One is an old ’Round the Square column with a brief history of growing tomatoes. We’re not sure how old the column is, but it mentions a recently passed bill from the Ohio Senate naming tomato juice the state’s official drink.
We looked it up, and tomato juice became Ohio’s state drink in 1965.
The column reads, “The tomato was probably carried into Central America and Mexico about 2,000 years ago. Aztecs gave it the name tomatl.” The seeds were taken by explorers Europe, where it was grown as a decorative plant until Italians began growing the fruit for food. That was around 1550.
There is no record that tomato plants were grown in the colonies in North America until after the Declaration of Independence — Thomas Jefferson grew them in 1781 — but it would be decades before tomatoes were accepted as a food source here.
“Until a century ago, most Americans regarded the tomato as poisonous and grew it mainly as an ornamental curiosity. Now they are consuming tomatoes at a rate of about 5.5 million tons a year.”
In fact, “Lingering uncertainty about tomatoes was reflected in an 1893 Supreme Court case concerning import duties on fruit. The justices held tomatoes to be a vegetable because they were served and eaten at the main part of the meal.”
We wonder if that is why the fruit is so commonly considered to be a vegetable?
The column details the “tenacity of horticulturalists and farmers” who have helped the fragile vegetable survive through temperature extremes, mildew and a host of pests: everything from mites to turtles.
With the innovations like the mechanical harvester and new tomato strains, tomatoes have become extremely popular.
Donald also passed along a column written by fellow local gardener L.A. Rotheraine. Rotheraine is biodynamic gardener, and he looks to the sky to help determine when to plant.
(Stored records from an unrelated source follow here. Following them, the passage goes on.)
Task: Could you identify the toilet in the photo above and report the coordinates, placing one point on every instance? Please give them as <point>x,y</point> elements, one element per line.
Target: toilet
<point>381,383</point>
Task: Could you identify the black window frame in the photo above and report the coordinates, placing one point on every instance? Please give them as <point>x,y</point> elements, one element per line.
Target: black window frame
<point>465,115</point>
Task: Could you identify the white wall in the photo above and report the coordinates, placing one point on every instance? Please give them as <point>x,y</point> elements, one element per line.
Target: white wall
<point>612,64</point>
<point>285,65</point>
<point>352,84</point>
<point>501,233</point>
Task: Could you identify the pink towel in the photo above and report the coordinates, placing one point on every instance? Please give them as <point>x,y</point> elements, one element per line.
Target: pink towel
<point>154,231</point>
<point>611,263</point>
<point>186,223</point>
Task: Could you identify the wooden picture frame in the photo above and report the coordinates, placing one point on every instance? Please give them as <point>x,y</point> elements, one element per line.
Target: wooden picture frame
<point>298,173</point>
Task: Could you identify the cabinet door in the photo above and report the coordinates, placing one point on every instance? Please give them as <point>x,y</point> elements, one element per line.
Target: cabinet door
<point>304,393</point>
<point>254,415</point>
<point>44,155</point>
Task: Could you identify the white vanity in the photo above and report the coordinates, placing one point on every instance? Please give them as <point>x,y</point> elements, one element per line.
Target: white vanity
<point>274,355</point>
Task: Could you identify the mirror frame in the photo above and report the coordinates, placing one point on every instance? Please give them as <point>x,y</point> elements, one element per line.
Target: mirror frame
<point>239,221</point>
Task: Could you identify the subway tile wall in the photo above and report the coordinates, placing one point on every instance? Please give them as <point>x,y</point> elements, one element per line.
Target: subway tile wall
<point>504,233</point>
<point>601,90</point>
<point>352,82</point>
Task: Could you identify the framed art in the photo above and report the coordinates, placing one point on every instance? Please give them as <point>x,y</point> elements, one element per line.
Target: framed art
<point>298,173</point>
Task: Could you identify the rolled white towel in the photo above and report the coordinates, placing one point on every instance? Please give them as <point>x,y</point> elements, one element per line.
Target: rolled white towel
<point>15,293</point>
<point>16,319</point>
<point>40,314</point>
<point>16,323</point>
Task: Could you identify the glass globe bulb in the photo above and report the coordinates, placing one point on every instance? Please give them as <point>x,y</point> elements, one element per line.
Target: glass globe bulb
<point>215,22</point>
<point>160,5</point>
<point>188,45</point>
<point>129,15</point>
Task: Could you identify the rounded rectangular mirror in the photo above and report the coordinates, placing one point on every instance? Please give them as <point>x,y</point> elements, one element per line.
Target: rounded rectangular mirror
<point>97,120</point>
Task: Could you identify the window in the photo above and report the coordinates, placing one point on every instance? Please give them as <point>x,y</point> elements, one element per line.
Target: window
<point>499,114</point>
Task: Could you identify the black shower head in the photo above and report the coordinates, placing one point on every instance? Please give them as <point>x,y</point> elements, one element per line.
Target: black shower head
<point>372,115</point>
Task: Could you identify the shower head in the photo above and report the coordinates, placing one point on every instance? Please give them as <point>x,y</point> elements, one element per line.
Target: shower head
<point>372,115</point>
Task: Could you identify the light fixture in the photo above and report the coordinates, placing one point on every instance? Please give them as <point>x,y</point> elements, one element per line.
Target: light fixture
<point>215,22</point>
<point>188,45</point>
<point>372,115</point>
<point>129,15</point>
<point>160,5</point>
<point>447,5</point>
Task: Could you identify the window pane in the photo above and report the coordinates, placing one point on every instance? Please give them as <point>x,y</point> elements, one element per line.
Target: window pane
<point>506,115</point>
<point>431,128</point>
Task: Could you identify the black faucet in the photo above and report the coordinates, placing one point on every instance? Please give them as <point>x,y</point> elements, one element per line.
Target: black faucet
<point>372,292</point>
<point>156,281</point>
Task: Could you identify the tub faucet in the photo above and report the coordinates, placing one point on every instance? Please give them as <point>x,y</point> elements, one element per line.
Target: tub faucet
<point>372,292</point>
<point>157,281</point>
According to Rotheraine, the moon journeys through the 12 constellations over the the course of a month, and during that time, the energy entering the earth changes. He recommends sowing and making fruit seeds when the sun and moon are in fire signs, sowing root crops when the sun and moon are in the earth signs, sowing leafy veggie seeds when the sun and moon are in water signs.
Larry’s methods are a little unconventional, but no one can deny he grows amazing tomatoes. The Evergreen Elm garden, where Larry works with the agency’s tenants to grow their award-winning vegetables, has boasted tomato plants reaching more than 12 feet tall over the years.